Traditional ops automation means cron jobs on a dedicated server, custom monitoring daemons, or a full Ansible/Chef setup just to restart a service at midnight.
Serverless flips this model entirely. With Lambda + EventBridge, you can build a fully automated maintenance bot that:
- Reacts to infrastructure events in real time (EC2 failure → auto-snapshot)
- Runs scheduled maintenance at 2 AM without a single server
- Remediates CloudWatch alarms automatically
- Costs essentially nothing when idle
This article walks through building exactly that — a production-grade serverless ops automation system on AWS.
Why Serverless Is a Natural Fit for Ops Automation
Ops automation tasks share a common pattern:
Something happens (event)
│
▼
Run a script (function)
│
▼
Done — wait for next event
This is precisely what Lambda + EventBridge is designed for. The function runs only when triggered, scales to handle multiple simultaneous events, and costs nothing between invocations.

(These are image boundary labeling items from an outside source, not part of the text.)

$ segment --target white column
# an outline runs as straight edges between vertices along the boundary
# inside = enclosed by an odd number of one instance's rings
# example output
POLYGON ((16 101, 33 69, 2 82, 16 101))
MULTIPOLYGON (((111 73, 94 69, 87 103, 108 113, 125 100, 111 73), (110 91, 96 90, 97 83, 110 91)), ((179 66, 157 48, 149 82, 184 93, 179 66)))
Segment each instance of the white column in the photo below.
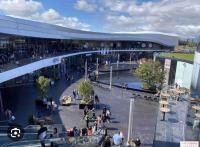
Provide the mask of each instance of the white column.
POLYGON ((112 88, 112 66, 110 66, 110 90, 112 88))

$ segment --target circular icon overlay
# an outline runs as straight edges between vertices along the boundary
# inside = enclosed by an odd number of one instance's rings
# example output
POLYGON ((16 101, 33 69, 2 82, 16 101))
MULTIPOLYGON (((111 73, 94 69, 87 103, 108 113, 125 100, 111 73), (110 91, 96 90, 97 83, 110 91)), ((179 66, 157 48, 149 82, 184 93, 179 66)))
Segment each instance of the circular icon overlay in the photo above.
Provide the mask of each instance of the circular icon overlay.
POLYGON ((19 141, 24 136, 24 129, 17 124, 11 125, 7 130, 8 137, 13 141, 19 141))

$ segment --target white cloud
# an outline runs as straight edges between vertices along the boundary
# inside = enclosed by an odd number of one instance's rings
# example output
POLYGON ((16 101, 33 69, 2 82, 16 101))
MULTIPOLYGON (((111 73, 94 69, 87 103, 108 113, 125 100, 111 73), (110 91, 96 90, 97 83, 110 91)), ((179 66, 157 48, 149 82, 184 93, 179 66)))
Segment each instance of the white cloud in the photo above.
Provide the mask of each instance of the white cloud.
POLYGON ((47 22, 64 27, 89 30, 90 25, 76 17, 64 17, 54 9, 45 10, 42 3, 34 0, 0 0, 0 11, 25 19, 47 22))
POLYGON ((0 10, 10 15, 32 16, 43 9, 40 2, 27 0, 0 0, 0 10))
POLYGON ((77 0, 74 4, 75 9, 86 12, 94 12, 97 9, 97 5, 89 3, 87 0, 77 0))
POLYGON ((110 31, 162 31, 180 36, 200 35, 199 0, 104 0, 104 27, 110 31), (114 25, 113 25, 114 24, 114 25))

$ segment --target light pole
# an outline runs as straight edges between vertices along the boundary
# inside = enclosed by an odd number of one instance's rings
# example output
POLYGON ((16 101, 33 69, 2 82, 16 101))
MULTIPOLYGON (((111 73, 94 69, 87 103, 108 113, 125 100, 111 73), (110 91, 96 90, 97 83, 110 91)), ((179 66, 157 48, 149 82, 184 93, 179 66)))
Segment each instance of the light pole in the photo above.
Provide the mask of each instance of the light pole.
POLYGON ((119 58, 120 58, 120 56, 119 56, 119 54, 117 55, 117 78, 119 79, 119 58))
POLYGON ((130 106, 129 106, 129 122, 128 122, 128 138, 127 141, 130 140, 131 133, 133 131, 133 105, 134 99, 130 99, 130 106))
POLYGON ((110 66, 110 90, 112 89, 112 66, 110 66))
POLYGON ((85 61, 85 81, 87 80, 87 59, 85 61))
POLYGON ((99 58, 97 58, 97 63, 96 63, 96 80, 99 79, 99 58))
POLYGON ((1 108, 1 114, 2 116, 0 115, 0 118, 3 117, 3 113, 4 113, 4 108, 3 108, 3 100, 2 100, 2 96, 1 96, 1 90, 0 90, 0 108, 1 108))

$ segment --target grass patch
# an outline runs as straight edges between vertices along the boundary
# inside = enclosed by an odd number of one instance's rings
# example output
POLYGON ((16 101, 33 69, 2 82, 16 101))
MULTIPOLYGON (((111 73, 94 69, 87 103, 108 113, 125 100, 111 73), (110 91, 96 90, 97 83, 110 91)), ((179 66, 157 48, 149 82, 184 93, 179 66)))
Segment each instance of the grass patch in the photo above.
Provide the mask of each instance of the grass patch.
POLYGON ((180 60, 187 60, 187 61, 193 61, 194 60, 194 54, 185 54, 185 53, 161 53, 161 57, 168 57, 168 58, 176 58, 180 60))

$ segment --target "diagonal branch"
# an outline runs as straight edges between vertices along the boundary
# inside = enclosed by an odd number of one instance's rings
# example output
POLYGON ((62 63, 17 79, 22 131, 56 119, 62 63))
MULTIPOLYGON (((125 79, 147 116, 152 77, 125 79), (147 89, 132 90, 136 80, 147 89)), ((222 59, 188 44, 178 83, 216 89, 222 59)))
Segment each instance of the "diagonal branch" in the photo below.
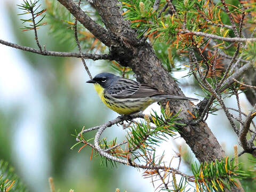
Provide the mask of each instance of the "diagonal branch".
POLYGON ((34 53, 41 54, 43 55, 47 56, 56 56, 56 57, 75 57, 81 58, 81 57, 84 59, 90 59, 93 60, 97 60, 100 59, 107 59, 109 60, 113 60, 112 55, 108 54, 89 54, 89 53, 82 53, 82 56, 80 53, 73 53, 73 52, 58 52, 58 51, 41 51, 39 50, 22 46, 17 44, 15 43, 12 43, 0 39, 0 44, 7 45, 13 48, 16 48, 21 50, 30 52, 34 53))
POLYGON ((229 42, 246 42, 256 41, 256 38, 223 37, 218 35, 209 34, 203 32, 190 31, 189 30, 182 30, 181 31, 180 31, 179 33, 180 34, 189 33, 190 34, 192 34, 197 36, 204 36, 207 38, 229 42))
POLYGON ((72 0, 58 0, 93 35, 110 47, 114 38, 109 31, 96 23, 72 0))

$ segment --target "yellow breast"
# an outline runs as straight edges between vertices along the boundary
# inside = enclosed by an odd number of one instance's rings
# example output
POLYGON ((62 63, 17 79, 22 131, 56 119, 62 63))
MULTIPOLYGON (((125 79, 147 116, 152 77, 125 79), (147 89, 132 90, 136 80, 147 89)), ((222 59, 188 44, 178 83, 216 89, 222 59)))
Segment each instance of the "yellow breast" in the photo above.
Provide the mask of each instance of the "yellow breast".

Compare this to the traditional approach:
| Approach | Infrastructure | Cost | Reliability |
|---|---|---|---|
| Cron on EC2 | Dedicated server | Always running | Single point of failure |
| Ansible Tower | Full platform | Expensive | Complex to maintain |
| Lambda + EventBridge | Zero servers | Pay per execution | Managed, highly available |
Architecture Overview
The maintenance bot consists of three independent automation modules, each triggered by a different event source:
┌─────────────────────────────────────────────────────┐
│ Serverless Maintenance Bot │
├─────────────────────────────────────────────────────┤
│ │
│ EC2 State Change ──► auto-snapshot-lambda │
│ (EventBridge) (backup EBS on failure) │
│ │
│ EventBridge Schedule ──► nightly-maintenance-lambda│
│ (cron: 2 AM daily) (cleanup, reset, report) │
│ │
│ CloudWatch Alarm ──► auto-remediation-lambda │
│ (CPU > 80%) (scale out / restart) │
│ │
└─────────────────────────────────────────────────────┘
Module 1: Auto-Snapshot on EC2 Failure
When an EC2 instance fails or reboots unexpectedly, you want an automatic EBS snapshot created immediately — before any manual intervention.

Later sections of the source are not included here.